0:04

Now, we've talked about how to simulate random numbers from

simple probability solutions.

But the question now is how, what if we want to assimilate data from a,

from a model.

So for example, like a linear model.

So I've got a fairly simple linear model here.

It has a single predictor, x and it's going to have random noise, what I

call epsilon that, that has a normal distribution with standard deviation two.

There is, the outcome is going to be generated by, by, use, using these two

regression coefficients around intercept beta knot and, and a slope beta one.

And I've got I'm going to assume that beta knot is equal to 0.5 and

beta 1 is equal to 2.

So the question is,

how do I simulate from this model now that I've specified what it is?

So I here, at first I set the seed.

It's always very important to set that seed.

So I set it to 20.

I generate x the predictor, which is, has a standard normal distribution.

I generate epsilon, which is going to have a standard

a normal distribution with mean zero of standard deviation two.

And then I'm going to add them all together by,

and after multiplying the regression coefficients to generate my y.

And so, from the summary here, you see that y has roughly a mean of 0.68.

And it ha, and it ranges from about minus 6 to plus 6.

And then I can plot the data to see what they look like.

And here they are on the next slide.

1:20

So this is the plot of the x that I simulated.

And the y that I simulated from the linear model.

And you can see that they very clearly have a linear relationship according that

follows the model that we specify

1:35

So just a slight variation of the previous example.
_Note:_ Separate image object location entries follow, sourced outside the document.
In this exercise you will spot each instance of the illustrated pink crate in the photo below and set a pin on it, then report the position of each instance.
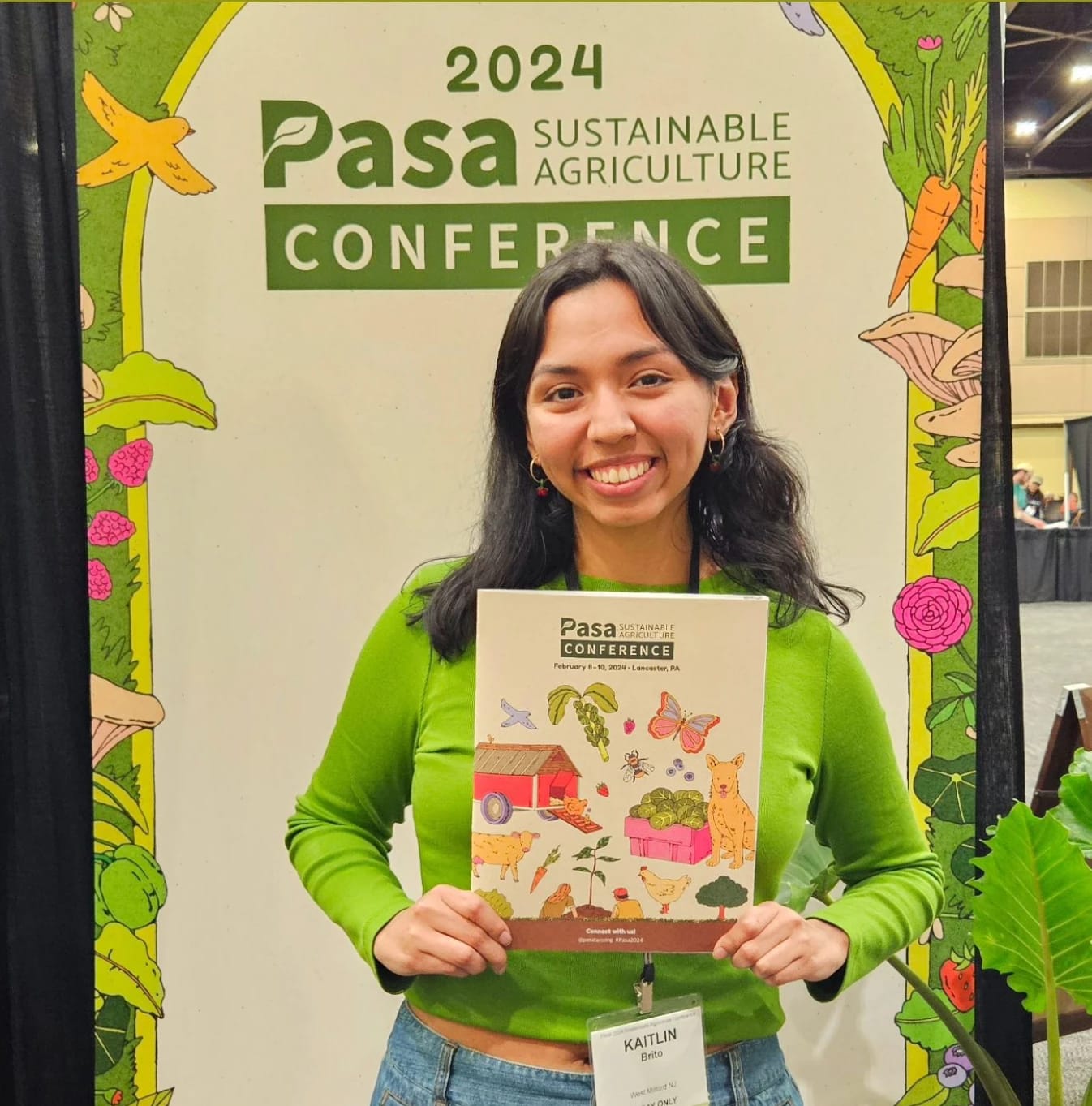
(677, 843)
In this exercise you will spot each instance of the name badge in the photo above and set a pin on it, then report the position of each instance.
(656, 1060)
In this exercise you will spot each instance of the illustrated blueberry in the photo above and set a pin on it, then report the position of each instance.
(952, 1075)
(957, 1055)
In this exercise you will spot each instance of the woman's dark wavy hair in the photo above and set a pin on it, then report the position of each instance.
(750, 514)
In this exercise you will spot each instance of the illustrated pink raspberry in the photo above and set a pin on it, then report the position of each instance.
(109, 527)
(98, 583)
(130, 465)
(933, 613)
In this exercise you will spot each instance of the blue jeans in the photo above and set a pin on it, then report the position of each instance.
(423, 1069)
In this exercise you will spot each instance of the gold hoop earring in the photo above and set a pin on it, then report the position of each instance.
(716, 460)
(542, 491)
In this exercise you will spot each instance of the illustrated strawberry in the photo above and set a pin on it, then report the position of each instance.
(957, 978)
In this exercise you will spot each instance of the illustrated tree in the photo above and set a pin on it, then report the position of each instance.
(595, 697)
(592, 854)
(724, 893)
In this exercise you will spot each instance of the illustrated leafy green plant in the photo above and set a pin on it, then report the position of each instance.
(948, 788)
(595, 697)
(143, 389)
(723, 893)
(592, 854)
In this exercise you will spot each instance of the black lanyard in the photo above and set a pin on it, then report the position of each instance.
(573, 578)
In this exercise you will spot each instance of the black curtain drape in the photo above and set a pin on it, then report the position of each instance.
(46, 968)
(1001, 1026)
(1079, 441)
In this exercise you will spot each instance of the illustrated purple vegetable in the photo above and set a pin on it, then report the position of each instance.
(952, 1075)
(957, 1055)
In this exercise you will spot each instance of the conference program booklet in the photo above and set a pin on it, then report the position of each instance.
(618, 747)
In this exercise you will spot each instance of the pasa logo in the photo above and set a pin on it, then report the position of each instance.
(295, 131)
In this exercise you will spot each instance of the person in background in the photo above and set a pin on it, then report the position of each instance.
(1021, 474)
(1037, 501)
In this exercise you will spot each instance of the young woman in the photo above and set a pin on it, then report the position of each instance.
(621, 392)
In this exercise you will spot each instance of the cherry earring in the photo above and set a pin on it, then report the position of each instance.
(716, 460)
(542, 491)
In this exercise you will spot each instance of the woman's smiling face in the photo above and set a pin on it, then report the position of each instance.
(617, 420)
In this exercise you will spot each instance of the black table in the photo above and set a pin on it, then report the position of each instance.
(1053, 566)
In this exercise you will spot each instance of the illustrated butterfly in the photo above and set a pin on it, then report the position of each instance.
(670, 720)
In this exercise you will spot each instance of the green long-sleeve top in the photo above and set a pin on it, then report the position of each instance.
(405, 737)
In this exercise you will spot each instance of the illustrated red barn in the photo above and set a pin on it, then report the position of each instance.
(509, 777)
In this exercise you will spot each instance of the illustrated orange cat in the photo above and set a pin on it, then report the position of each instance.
(732, 821)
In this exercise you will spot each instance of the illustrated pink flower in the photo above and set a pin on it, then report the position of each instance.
(98, 583)
(109, 527)
(933, 614)
(130, 465)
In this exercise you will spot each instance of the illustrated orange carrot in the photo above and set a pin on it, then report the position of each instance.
(540, 871)
(936, 204)
(978, 198)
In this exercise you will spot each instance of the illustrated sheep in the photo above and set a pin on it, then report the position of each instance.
(506, 850)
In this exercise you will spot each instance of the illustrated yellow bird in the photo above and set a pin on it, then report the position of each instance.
(137, 143)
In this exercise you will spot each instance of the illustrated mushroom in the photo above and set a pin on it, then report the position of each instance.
(963, 420)
(945, 362)
(966, 271)
(118, 713)
(92, 385)
(86, 308)
(918, 342)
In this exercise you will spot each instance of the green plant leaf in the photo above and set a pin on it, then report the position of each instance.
(104, 790)
(922, 1026)
(123, 966)
(934, 460)
(809, 873)
(941, 712)
(969, 710)
(948, 518)
(558, 699)
(948, 788)
(603, 697)
(143, 389)
(927, 1091)
(965, 684)
(1033, 910)
(1074, 802)
(112, 1029)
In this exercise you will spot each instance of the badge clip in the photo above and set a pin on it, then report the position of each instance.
(643, 989)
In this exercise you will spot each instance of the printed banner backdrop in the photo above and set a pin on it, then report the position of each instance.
(303, 226)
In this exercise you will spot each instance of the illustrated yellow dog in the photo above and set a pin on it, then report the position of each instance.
(732, 821)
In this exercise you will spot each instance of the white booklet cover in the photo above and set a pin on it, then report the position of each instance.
(618, 746)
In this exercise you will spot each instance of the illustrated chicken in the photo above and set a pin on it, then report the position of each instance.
(664, 892)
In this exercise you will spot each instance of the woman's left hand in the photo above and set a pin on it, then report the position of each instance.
(780, 947)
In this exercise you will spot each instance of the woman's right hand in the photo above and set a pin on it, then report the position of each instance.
(447, 932)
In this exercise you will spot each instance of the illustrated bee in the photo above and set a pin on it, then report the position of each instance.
(636, 767)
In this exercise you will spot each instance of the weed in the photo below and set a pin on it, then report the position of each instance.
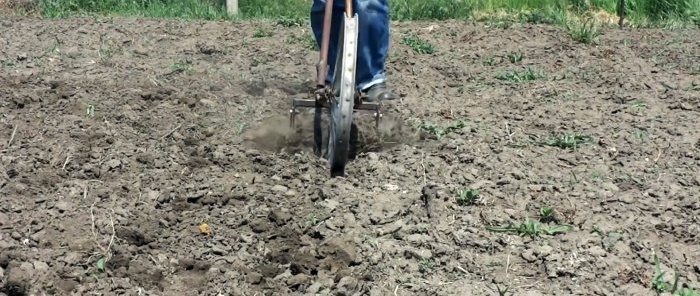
(419, 45)
(586, 32)
(467, 197)
(502, 291)
(260, 33)
(180, 66)
(291, 22)
(547, 214)
(528, 74)
(490, 61)
(440, 132)
(311, 220)
(515, 57)
(426, 265)
(531, 228)
(661, 286)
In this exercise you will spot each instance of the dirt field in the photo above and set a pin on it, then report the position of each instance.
(123, 136)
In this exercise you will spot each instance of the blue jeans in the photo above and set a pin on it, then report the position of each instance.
(373, 37)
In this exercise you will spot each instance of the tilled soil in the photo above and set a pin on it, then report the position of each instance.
(128, 137)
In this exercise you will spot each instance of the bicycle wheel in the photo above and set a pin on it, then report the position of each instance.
(341, 107)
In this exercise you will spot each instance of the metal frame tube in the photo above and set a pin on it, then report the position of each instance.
(325, 40)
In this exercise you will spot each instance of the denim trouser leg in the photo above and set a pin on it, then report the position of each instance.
(373, 37)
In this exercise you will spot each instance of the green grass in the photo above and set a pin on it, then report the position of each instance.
(296, 12)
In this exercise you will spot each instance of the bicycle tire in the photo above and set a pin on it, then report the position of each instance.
(341, 107)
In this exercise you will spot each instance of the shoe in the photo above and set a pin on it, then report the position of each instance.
(379, 92)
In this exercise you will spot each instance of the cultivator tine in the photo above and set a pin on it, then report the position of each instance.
(318, 134)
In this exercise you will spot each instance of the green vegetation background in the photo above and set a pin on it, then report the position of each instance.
(639, 12)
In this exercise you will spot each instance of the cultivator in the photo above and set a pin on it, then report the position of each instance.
(342, 98)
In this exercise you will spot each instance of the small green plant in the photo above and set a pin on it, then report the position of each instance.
(467, 197)
(531, 228)
(260, 33)
(586, 32)
(502, 291)
(440, 132)
(291, 22)
(638, 105)
(180, 66)
(547, 214)
(419, 45)
(311, 220)
(567, 141)
(426, 265)
(489, 61)
(528, 74)
(515, 57)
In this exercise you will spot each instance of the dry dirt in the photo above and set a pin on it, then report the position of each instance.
(123, 136)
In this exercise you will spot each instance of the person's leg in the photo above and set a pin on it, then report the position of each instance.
(373, 42)
(317, 15)
(373, 48)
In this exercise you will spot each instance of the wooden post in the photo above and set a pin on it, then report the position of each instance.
(232, 7)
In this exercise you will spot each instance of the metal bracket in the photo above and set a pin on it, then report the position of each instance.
(320, 102)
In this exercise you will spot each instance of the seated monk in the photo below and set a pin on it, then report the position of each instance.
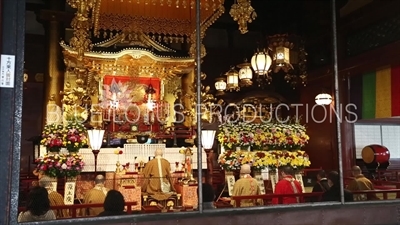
(157, 175)
(95, 195)
(55, 198)
(245, 186)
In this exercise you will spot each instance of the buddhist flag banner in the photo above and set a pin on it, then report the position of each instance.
(377, 94)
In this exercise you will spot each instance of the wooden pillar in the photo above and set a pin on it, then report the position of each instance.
(12, 43)
(188, 97)
(54, 73)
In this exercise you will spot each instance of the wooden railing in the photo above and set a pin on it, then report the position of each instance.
(317, 196)
(73, 208)
(383, 192)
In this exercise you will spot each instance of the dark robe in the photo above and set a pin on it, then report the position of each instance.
(286, 186)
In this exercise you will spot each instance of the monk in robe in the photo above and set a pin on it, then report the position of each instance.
(157, 175)
(361, 183)
(288, 185)
(245, 186)
(94, 196)
(56, 199)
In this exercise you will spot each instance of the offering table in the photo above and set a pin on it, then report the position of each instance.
(129, 182)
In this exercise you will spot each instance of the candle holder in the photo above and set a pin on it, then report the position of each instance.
(118, 169)
(183, 166)
(136, 167)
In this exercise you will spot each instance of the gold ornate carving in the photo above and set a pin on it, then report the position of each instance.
(243, 13)
(75, 101)
(81, 24)
(166, 20)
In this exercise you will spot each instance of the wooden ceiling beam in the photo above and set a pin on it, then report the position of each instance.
(50, 15)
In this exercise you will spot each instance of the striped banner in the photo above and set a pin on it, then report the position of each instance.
(377, 94)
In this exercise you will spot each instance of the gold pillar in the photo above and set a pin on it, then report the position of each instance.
(53, 76)
(188, 97)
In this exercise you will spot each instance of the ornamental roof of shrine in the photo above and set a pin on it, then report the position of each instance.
(132, 53)
(130, 43)
(171, 19)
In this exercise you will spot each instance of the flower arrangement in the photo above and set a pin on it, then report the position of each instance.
(229, 160)
(60, 165)
(260, 160)
(245, 157)
(186, 151)
(228, 136)
(52, 137)
(270, 136)
(118, 152)
(74, 136)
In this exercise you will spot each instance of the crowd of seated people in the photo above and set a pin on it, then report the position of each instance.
(42, 197)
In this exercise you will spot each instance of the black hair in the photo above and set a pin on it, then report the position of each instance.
(38, 201)
(322, 173)
(114, 201)
(288, 170)
(208, 193)
(334, 177)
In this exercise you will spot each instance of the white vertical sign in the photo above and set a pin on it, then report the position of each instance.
(7, 72)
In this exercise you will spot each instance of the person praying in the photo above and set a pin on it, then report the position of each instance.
(38, 206)
(245, 186)
(96, 195)
(361, 183)
(287, 185)
(333, 194)
(157, 175)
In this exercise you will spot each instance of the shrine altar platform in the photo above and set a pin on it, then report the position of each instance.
(129, 182)
(136, 153)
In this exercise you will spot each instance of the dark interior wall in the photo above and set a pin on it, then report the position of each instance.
(32, 98)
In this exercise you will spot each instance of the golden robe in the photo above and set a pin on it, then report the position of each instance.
(93, 196)
(152, 183)
(56, 199)
(246, 186)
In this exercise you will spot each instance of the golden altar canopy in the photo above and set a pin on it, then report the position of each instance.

What if x is a, instead of x being a normal random variable,

what if x is a binary random variable, so member it, maybe it represents gender or

maybe it's some treatment versus control or something like that.

So here, and it's very simple, I can generate binary data from the,

using the binomial distribution and the rbinom function.

So, I set the seed again.

And I generate a 100 binomial random variables and

these are going to have these, this, this if from, this comes from

the binomial distribution which is n equals to 1 and p equals to half.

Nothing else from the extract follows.